GROVE — Even back in the fourth grade, Tyson Trimble knew he wanted to be a surgeon.
“I can’t think of a time when I wasn’t pursuing this,” said Trimble, a 1999 graduate of Commerce High School.
“I have a book, like a fourth-grade project, and the bibliography on the back that said I wanted to be a surgeon. It was one of those ‘God said’ type things. As clichéish as it might sound, it definitely was a calling for me.”
He’s starting his sixth year as a board-eligible orthopedic surgeon with Integris Grove Hospital.
According to an Integris release, Trimble “provides comprehensive orthopedic care for patients ranging from pediatrics to geriatrics. He provides a variety of services and treatments for orthopedic conditions.”
In addition to treating sports injuries, other services he offers are minimally invasive arthroscopic surgery of the shoulder and knee, treatment of joint pain and arthritic conditions including foot, ankle, hand, wrist, knee, elbow and shoulder, total joint replacements of the knee and hip, treatment of broken bones/fractures and soft tissue trauma, treatment of pain/injuries to cartilage, tendons, ligaments and bones, hand and upper extremity pain/injuries and Carpal tunnel syndrome.
“It’s been great. I couldn’t have imagined a better fit in Grove for me and my family,” Trimble said. “It’s really worked out well. These five years have gone by quickly. My wife (Elizabeth) loves it here, being on the lake, and my kids (Cole and Carson) have loved going to school here and are involved.”
Tyson Trimble was fortunate to have had a relatively injury-free playing career, both at CHS and then Missouri Southern State University.
“I never had surgery, but did have a couple broken bones and my senior year had a pretty severe AC separation,” he said.
He thinks his past experiences help him working with athletes.
“I come from a different perspective than a lot of physicians who haven’t done that,” he said. “I kinda know what you can play through and what you can’t, what is typical with this or that. It helps out having that perspective in figuring out which ones you are going to allow to play and which ones need to sit.”
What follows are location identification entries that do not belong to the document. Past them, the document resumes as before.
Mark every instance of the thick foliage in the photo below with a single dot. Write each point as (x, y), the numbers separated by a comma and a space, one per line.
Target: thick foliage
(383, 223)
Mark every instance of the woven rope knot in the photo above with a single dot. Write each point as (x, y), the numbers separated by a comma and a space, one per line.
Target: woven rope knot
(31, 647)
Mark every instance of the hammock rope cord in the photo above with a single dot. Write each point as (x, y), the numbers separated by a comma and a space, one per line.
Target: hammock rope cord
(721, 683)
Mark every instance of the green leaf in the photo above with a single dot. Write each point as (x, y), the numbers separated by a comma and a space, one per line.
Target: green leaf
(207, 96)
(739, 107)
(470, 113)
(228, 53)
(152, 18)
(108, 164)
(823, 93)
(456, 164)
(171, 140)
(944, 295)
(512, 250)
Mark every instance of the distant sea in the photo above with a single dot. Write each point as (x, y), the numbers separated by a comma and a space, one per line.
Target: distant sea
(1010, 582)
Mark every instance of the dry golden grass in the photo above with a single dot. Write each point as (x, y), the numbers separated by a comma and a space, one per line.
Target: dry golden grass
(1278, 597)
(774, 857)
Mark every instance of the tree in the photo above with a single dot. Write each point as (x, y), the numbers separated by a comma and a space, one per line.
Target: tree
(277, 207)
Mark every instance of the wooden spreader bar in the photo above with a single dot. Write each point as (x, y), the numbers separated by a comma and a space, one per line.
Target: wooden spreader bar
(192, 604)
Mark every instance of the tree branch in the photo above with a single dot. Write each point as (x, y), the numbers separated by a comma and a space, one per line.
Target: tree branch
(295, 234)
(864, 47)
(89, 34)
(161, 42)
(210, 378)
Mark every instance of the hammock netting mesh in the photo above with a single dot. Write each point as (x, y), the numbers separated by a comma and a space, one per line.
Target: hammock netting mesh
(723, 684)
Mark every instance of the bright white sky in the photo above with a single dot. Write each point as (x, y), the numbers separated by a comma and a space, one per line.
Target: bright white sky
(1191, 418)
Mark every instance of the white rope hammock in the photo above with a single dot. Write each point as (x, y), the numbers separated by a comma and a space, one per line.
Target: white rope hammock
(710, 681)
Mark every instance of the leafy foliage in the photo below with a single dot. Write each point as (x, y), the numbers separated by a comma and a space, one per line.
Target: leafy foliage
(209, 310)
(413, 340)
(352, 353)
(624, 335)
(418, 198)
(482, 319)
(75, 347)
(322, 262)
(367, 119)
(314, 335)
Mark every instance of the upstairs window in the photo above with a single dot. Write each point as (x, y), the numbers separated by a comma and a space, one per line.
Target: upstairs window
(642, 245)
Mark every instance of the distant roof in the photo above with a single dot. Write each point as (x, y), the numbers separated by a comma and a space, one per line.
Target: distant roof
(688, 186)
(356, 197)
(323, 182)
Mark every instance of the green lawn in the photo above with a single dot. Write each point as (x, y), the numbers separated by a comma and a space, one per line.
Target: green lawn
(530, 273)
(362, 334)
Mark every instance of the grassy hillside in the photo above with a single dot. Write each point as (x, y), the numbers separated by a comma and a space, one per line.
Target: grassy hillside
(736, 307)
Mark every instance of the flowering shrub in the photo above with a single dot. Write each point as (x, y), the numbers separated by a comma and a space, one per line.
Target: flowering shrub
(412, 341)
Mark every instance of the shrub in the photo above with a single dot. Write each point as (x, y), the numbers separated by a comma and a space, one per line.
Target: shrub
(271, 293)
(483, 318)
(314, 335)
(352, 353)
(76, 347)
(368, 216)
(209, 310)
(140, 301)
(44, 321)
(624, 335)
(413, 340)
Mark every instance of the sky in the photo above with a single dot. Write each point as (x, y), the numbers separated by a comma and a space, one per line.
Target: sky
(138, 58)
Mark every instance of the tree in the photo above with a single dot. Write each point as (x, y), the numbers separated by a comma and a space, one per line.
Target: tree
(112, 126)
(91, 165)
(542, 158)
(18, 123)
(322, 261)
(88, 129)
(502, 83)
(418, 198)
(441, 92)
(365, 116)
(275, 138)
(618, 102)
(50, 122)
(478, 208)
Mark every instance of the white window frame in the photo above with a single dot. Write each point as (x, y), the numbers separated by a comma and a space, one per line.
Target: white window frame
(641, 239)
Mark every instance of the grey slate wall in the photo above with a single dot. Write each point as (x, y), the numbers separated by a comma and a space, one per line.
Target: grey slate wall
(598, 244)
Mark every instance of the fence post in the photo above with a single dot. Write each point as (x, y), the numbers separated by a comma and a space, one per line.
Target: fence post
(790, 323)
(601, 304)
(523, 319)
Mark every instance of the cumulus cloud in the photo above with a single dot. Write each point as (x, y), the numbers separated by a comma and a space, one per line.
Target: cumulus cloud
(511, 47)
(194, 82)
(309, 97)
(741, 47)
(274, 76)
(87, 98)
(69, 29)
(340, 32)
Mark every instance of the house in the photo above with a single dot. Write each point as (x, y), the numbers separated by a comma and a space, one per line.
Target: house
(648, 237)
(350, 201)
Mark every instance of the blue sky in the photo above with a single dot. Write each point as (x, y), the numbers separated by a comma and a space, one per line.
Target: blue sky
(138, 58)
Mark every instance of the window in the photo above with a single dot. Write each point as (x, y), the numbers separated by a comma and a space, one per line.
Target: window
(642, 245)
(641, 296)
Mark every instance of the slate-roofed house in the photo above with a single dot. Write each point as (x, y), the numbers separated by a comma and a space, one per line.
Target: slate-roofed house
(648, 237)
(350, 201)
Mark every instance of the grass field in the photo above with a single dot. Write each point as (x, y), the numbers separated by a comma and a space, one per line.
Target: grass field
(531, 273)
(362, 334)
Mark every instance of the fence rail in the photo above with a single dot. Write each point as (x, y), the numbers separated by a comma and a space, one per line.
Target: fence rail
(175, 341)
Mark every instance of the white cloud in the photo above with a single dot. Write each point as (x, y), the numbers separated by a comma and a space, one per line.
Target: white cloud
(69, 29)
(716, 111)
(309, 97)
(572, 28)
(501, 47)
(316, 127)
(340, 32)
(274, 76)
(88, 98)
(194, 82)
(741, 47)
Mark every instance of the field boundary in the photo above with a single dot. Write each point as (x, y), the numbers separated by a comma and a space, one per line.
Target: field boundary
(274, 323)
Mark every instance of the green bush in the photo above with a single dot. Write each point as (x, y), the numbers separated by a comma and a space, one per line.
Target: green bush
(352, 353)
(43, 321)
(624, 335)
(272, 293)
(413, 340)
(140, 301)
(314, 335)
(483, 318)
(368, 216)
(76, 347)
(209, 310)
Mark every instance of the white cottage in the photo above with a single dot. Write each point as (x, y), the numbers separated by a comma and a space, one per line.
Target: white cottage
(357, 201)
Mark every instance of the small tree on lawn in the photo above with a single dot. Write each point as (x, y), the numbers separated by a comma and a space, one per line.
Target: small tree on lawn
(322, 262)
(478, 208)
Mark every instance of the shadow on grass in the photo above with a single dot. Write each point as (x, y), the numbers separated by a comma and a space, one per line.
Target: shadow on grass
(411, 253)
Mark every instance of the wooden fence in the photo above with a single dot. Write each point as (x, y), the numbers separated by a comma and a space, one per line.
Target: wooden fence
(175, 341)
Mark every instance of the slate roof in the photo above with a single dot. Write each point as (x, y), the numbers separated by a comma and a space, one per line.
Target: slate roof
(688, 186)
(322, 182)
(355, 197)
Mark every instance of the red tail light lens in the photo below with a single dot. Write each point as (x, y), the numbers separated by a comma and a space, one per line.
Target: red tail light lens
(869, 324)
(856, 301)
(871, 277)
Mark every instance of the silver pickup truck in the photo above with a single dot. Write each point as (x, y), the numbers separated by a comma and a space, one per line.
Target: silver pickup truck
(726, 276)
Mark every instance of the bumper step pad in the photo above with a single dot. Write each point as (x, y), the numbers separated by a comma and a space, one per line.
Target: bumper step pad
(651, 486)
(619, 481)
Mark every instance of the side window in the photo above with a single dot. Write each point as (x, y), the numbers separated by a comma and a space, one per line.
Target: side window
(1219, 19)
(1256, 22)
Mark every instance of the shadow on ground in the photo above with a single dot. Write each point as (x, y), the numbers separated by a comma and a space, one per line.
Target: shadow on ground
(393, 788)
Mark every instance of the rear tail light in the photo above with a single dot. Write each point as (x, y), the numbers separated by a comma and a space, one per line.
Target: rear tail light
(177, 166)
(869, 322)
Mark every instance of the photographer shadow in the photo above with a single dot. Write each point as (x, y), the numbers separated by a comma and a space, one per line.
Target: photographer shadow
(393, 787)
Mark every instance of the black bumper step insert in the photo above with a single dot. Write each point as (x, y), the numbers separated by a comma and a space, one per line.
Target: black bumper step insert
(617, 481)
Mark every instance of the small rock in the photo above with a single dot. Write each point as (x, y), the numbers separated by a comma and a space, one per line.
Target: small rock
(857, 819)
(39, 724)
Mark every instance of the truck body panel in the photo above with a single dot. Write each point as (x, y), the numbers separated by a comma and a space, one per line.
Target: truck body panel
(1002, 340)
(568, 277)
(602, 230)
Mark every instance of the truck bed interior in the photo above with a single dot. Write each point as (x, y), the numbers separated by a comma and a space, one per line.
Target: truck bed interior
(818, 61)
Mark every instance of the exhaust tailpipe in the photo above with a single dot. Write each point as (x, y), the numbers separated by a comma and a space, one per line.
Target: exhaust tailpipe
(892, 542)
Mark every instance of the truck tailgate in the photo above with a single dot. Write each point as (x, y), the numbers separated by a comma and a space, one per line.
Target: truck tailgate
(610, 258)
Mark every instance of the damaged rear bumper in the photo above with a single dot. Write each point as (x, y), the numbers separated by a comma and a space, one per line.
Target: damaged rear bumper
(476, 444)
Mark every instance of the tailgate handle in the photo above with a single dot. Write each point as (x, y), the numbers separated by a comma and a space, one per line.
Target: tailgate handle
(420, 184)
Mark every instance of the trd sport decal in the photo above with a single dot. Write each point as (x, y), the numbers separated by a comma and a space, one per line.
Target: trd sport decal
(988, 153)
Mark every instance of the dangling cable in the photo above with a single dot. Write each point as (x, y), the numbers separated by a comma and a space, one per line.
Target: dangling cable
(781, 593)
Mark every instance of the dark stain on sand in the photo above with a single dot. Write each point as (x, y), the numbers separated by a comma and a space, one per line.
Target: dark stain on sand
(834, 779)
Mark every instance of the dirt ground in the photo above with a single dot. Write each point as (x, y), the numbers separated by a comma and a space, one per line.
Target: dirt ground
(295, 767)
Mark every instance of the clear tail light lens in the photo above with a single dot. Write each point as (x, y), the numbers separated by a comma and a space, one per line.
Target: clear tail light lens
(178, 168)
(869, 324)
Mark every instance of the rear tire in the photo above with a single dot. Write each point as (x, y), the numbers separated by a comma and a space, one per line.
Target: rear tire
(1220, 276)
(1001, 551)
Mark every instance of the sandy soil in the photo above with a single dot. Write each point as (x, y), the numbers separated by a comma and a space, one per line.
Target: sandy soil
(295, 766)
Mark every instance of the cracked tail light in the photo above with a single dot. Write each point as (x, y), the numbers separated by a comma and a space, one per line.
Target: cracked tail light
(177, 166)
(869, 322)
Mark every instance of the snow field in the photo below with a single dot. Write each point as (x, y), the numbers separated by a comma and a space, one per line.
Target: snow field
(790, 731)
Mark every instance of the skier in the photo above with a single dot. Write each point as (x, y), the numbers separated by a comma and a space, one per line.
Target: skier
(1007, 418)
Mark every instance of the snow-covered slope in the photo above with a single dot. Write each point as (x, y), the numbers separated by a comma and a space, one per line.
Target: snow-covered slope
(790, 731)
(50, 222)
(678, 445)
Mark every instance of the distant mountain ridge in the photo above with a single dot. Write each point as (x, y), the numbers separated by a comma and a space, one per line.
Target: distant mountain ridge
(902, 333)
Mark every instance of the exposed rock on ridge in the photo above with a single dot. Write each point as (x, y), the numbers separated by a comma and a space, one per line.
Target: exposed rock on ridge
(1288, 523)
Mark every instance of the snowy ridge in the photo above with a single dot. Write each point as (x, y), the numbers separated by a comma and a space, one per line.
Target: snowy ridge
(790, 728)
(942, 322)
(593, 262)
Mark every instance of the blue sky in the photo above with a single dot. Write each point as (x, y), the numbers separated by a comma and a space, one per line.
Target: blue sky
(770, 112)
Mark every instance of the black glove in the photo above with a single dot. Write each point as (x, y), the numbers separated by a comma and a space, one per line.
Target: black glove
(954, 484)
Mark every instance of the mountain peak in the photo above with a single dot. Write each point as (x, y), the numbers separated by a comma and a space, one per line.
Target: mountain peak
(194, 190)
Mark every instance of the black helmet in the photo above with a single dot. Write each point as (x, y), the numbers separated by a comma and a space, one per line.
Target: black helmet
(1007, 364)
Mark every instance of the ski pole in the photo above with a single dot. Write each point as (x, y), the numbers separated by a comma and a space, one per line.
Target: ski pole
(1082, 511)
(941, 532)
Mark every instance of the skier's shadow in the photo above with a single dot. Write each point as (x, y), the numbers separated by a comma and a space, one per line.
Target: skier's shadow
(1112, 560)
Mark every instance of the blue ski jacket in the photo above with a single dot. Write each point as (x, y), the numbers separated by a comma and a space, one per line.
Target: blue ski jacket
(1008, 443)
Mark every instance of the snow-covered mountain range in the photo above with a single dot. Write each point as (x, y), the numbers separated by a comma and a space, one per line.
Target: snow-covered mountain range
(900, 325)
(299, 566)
Trimble attended medical school at the Oklahoma State University College of Osteopathic Medicine in Tulsa.
He completed his residency at the OSU Medical Center, also in Tulsa.
“I trained there the majority of the time, but spent time at St. Francis, Hillcrest, those systems, and spent six months in Cincinnati (Cincinnati Children’s Hospital) working on pediatrics and six months at Tampa General (Tampa, Florida) working on trauma,” Trimble said.
He was an all-state quarterback at Commerce. He also was a state record holder in track and was valedictorian of the Class of ’99.
He cherishes getting to play for his father, Rick, now offensive coordinator at Owasso.
“I will cherish those moments forever,” the younger Trimble said. “Growing up, I didn’t really appreciate what that was and how special it was, I can’t say though how awesome it was.”
The Tigers reached the Class A quarterfinals in 1998, losing 42-28 to Panama. They were 8-2 in the regular season then beat Davenport 41-14 in the first round and Stratford 46-28.
A year earlier, they also finished 8-2 in the regular season then beat Barnsdall in the first round of the Class A playoffs.
The Tigers were eliminated by Keota, 14-6 in the second round.
Rick Trimble was 138-63 in 13 seasons at CHS.
He went to Owasso at the same time as Tyson started his residency in Tulsa.
“He still speaks so fondly of his memories and experiences he had when he was at Commerce and I do too,” Tyson Trimble said. “We have lots of good memories.”